Ho fatto tutto io! E i miei a dire che ero disbrujà ‘d la quarta!12 “Ah, non ce n’è nessuna come la mia Rosalba!” Adesso lasciamo stare... sono stata sfortunata in un modo!... ma ho fatto io per tutta la mia famiglia, per tutti...per sposarsi, per i funerali, per tutto! Va’ a sapere, erano tutti imbranati, tutti che non sapevano...
Allora vado in fabbrica per fare subito l’annodatrice come faceva la mia amica, per prendere quei quattro e venticinque al giorno. Come sono entrata, sono andata lì. Ero spigliata al trecento per quattro, eh! Dopo tre o quattro giorni, il Forinetti mi ha vista e mi ha mandato a chiamare nell’ufficio.

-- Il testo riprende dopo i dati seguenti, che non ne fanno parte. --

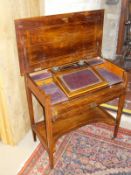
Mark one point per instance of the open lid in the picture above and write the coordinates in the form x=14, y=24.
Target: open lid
x=48, y=41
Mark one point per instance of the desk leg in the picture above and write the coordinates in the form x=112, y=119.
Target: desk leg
x=119, y=112
x=31, y=112
x=49, y=132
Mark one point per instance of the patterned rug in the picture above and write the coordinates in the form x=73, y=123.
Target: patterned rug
x=88, y=150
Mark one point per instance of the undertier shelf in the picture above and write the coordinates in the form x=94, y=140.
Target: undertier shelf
x=69, y=123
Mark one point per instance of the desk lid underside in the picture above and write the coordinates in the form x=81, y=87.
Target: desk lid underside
x=48, y=41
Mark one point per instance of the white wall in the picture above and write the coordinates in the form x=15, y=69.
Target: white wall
x=64, y=6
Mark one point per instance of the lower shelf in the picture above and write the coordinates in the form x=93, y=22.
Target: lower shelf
x=64, y=125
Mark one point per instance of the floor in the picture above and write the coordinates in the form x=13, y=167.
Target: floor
x=13, y=158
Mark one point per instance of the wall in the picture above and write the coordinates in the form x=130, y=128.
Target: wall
x=111, y=21
x=111, y=26
x=12, y=84
x=58, y=6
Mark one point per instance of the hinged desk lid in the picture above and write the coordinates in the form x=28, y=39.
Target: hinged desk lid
x=54, y=40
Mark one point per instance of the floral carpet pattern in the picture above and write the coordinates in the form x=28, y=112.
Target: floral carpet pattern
x=88, y=150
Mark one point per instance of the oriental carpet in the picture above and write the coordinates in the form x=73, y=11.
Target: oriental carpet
x=88, y=150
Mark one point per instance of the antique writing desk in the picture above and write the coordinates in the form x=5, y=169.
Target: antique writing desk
x=59, y=56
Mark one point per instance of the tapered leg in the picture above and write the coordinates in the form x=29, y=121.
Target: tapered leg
x=51, y=159
x=119, y=112
x=49, y=132
x=31, y=111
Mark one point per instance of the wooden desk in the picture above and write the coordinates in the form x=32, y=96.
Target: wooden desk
x=58, y=40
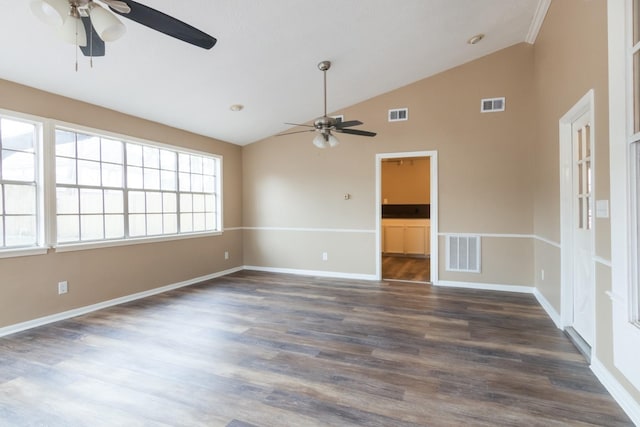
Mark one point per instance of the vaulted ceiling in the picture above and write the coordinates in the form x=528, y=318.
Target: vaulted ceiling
x=265, y=58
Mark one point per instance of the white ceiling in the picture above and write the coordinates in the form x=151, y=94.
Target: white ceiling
x=265, y=58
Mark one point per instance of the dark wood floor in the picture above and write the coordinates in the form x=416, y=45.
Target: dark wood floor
x=260, y=349
x=405, y=268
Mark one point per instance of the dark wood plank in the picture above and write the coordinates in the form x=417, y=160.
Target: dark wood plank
x=258, y=349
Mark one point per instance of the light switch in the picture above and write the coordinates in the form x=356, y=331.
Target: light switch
x=602, y=209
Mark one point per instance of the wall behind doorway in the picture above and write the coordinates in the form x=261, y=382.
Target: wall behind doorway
x=406, y=181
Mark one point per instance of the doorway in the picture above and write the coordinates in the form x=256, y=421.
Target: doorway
x=577, y=223
x=406, y=216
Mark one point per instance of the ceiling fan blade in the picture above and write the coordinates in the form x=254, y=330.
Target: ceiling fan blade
x=118, y=5
x=356, y=132
x=298, y=131
x=348, y=123
x=166, y=24
x=95, y=45
x=297, y=124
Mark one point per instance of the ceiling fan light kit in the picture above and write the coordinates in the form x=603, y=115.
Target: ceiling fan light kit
x=72, y=30
x=325, y=125
x=82, y=21
x=108, y=27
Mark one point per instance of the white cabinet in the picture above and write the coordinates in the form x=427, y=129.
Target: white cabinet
x=406, y=236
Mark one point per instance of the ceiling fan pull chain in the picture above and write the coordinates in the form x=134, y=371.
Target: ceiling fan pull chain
x=91, y=45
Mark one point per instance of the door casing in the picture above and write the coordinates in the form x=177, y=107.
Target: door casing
x=433, y=185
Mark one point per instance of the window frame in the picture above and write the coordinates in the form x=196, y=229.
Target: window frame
x=94, y=244
x=41, y=244
x=623, y=213
x=632, y=58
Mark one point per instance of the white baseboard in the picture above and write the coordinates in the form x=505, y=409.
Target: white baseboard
x=486, y=286
x=18, y=327
x=553, y=314
x=619, y=393
x=319, y=273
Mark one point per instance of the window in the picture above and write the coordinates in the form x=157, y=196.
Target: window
x=20, y=213
x=110, y=189
x=634, y=153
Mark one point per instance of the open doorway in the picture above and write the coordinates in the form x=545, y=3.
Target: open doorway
x=407, y=245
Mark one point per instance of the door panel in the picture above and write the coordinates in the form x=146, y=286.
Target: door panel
x=583, y=275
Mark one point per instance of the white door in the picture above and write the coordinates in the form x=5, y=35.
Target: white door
x=583, y=280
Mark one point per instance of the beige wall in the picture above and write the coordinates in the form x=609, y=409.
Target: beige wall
x=30, y=283
x=484, y=170
x=570, y=58
x=406, y=181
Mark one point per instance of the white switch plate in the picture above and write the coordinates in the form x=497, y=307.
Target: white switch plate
x=602, y=209
x=63, y=287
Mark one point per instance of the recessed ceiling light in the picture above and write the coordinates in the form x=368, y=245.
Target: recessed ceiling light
x=475, y=39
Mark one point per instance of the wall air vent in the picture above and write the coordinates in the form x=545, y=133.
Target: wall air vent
x=491, y=105
x=463, y=253
x=398, y=114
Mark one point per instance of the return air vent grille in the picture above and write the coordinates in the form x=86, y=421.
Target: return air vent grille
x=492, y=105
x=463, y=253
x=398, y=114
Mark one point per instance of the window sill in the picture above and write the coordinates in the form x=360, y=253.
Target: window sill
x=134, y=241
x=14, y=253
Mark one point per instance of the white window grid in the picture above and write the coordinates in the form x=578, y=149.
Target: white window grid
x=145, y=191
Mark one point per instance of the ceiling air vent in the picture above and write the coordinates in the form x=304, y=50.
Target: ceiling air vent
x=398, y=114
x=463, y=253
x=492, y=105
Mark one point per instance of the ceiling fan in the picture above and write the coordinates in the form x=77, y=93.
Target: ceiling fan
x=325, y=125
x=88, y=25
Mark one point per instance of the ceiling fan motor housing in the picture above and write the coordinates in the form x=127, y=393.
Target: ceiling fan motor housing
x=324, y=123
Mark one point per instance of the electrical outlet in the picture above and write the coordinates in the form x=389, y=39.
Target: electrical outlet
x=63, y=287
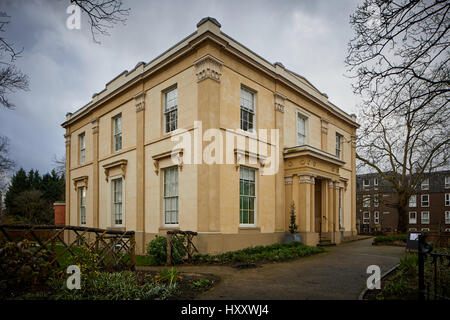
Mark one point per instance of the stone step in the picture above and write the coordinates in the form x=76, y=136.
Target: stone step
x=325, y=243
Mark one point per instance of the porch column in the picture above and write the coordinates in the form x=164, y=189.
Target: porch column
x=67, y=136
x=312, y=224
x=288, y=200
x=336, y=211
x=95, y=189
x=139, y=100
x=305, y=206
x=324, y=135
x=331, y=208
x=353, y=187
x=280, y=204
x=324, y=214
x=208, y=72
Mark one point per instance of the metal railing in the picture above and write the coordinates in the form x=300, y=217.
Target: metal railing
x=439, y=266
x=115, y=249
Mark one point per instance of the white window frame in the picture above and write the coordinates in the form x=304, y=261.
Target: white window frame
x=422, y=220
x=376, y=217
x=255, y=199
x=366, y=220
x=366, y=201
x=111, y=200
x=411, y=203
x=376, y=200
x=339, y=145
x=243, y=108
x=82, y=205
x=341, y=217
x=375, y=182
x=171, y=196
x=117, y=135
x=425, y=185
x=366, y=185
x=304, y=117
x=422, y=201
x=82, y=143
x=412, y=220
x=447, y=217
x=168, y=111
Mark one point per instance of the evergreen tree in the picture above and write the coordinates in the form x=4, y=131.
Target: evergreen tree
x=293, y=226
x=30, y=197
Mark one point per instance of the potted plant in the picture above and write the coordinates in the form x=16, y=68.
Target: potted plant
x=292, y=235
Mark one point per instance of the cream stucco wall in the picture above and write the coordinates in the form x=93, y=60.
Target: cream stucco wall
x=208, y=194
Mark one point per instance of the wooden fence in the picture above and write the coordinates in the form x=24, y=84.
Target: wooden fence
x=115, y=249
x=183, y=238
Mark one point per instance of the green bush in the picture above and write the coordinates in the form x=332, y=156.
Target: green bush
x=23, y=267
x=389, y=239
x=270, y=253
x=115, y=286
x=157, y=250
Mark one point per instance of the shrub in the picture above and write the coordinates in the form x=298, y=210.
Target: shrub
x=22, y=267
x=274, y=252
x=157, y=250
x=169, y=276
x=116, y=286
x=389, y=239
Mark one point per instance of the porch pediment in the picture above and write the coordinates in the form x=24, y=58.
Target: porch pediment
x=309, y=160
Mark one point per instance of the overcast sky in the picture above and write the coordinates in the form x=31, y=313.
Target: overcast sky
x=66, y=67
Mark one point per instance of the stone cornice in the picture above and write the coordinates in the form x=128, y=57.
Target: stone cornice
x=174, y=154
x=119, y=163
x=208, y=67
x=279, y=102
x=80, y=180
x=139, y=101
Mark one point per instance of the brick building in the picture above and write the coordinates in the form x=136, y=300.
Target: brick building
x=428, y=210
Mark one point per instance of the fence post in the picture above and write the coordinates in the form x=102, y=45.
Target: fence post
x=133, y=251
x=421, y=254
x=169, y=249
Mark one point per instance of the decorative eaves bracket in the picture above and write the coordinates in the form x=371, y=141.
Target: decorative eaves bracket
x=82, y=179
x=241, y=154
x=176, y=155
x=119, y=163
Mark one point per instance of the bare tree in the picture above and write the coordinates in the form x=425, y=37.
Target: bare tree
x=102, y=14
x=11, y=79
x=398, y=43
x=60, y=165
x=405, y=145
x=6, y=164
x=399, y=59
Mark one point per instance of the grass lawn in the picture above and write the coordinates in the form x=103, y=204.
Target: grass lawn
x=392, y=240
x=403, y=284
x=143, y=260
x=260, y=254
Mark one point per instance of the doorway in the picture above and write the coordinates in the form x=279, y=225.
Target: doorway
x=317, y=204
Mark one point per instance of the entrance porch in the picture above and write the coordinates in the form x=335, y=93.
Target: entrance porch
x=313, y=184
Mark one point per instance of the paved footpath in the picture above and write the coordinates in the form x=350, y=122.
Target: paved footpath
x=339, y=273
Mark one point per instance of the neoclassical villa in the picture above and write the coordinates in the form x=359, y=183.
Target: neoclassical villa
x=210, y=137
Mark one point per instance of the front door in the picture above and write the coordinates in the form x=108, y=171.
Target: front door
x=317, y=204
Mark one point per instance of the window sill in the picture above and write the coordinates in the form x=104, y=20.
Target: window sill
x=243, y=229
x=116, y=228
x=167, y=228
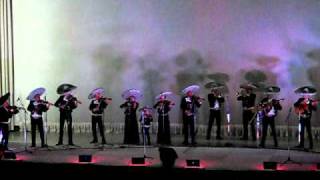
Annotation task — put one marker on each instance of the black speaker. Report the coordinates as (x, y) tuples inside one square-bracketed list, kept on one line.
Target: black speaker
[(168, 156), (193, 162), (85, 158), (9, 155), (270, 165), (137, 160)]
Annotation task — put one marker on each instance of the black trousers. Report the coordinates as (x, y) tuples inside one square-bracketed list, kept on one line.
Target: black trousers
[(145, 135), (188, 126), (34, 124), (247, 115), (5, 135), (163, 136), (98, 120), (266, 121), (306, 123), (214, 114), (65, 117)]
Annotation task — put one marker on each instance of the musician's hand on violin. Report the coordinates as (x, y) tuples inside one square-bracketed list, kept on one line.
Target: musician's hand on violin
[(314, 103)]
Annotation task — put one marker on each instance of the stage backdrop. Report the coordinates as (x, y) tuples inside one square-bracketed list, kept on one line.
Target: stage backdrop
[(165, 45)]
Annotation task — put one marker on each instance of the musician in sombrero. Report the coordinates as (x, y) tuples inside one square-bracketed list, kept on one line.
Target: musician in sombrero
[(189, 104), (6, 112), (131, 130), (304, 107), (146, 122), (163, 107), (269, 107), (215, 104), (248, 107), (66, 103), (37, 107), (97, 106)]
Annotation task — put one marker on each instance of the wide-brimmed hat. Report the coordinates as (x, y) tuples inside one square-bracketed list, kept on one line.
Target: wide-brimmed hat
[(96, 91)]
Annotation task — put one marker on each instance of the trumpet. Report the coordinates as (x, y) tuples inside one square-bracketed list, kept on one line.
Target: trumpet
[(46, 103)]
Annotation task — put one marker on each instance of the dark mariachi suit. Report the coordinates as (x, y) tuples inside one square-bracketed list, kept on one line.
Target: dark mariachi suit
[(270, 108), (66, 104), (247, 114), (131, 132), (97, 108), (305, 120), (5, 115), (145, 126), (215, 103), (188, 106), (36, 109), (163, 136)]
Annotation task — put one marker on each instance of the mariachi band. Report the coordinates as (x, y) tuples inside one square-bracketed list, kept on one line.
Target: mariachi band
[(267, 109)]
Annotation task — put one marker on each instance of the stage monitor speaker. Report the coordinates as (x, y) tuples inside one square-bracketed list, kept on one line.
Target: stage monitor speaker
[(270, 165), (193, 163), (9, 155), (168, 157), (85, 158), (138, 160)]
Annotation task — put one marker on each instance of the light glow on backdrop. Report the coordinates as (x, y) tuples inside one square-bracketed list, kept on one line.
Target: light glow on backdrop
[(164, 45)]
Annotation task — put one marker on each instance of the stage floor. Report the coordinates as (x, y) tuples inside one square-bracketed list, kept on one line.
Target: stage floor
[(227, 154)]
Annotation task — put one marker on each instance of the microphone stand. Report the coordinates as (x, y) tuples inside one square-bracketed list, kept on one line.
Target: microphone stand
[(25, 128), (289, 160), (46, 128), (144, 137)]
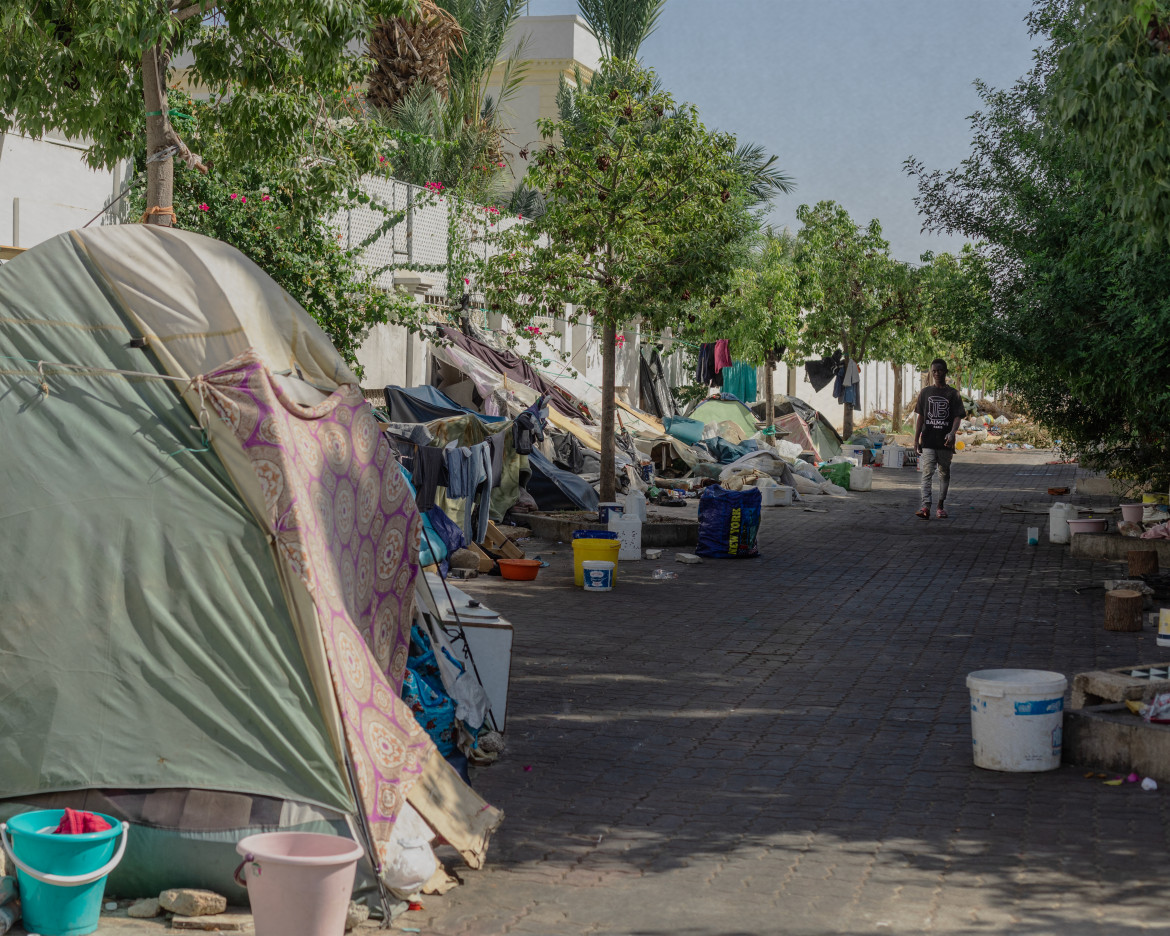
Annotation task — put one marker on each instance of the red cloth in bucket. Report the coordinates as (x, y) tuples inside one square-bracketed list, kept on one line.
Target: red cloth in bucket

“Sei una ragazza che va bene. Vieni insieme a me negli uffici. Guarda qui puoi farti una carriera! Subito fai etichette!”
“Sì, ma io ho solo fatto quinta...”
“Tu non pensarci. Vedo che sei una bambina molto spigliata. Stai qui con me. Al mattino devi solo raccogliere quello che c’è: scopi... e poi stai qui con me”.
L’ho detto a mia mamma e mia mamma: “Oh!” E mio papà: “Ma lasciala fare. Ha sempre fatto lei quello che andava bene. Lascia che faccia!”
Sono andata, ma quel quattro e venticinque era sempre quattro e venticinque! Sotto aumentavano: quattro e trenta, quattro e trentacinque, quattro e quaranta. “Ah, non ci sto io qui! Io vado sotto!” Gliel’ ho detto, e lui: “Oh, ma quattro e venticinque! Non fai niente, metti solo etichette!...”
Ho voluto andare sotto. Ho lavorato sette o otto mesi come annodatrice e prendevo già quattro e quaranta... perché io ho lavorato sempre a cottimo! Anche dopo, in certi posti, non ero capace a lavorare a giornata! Mi hanno sempre apprezzata tutti, perché noi siamo state “allevate a cottimo”!
Poi mia sorella mi fa: “C’è un telaio vuoto vicino a me. Prova a chiedere se te lo danno. Così ti guardo, perché sai, neh, la prima volta che fai girare un telaio...” Me l’hanno dato subito. Sono stata una settimana con mia sorella che mi guardava. E poi, cara mia, ho lavorato, lavorato. Io volevo arrivare ai mille, sai13. La macchinetta. Mi hanno messa in un telaio più alto. Quelli di prima li chiamavano i barachët14, perché andavano piano: tac, tac. Invece gli altri giravano forte.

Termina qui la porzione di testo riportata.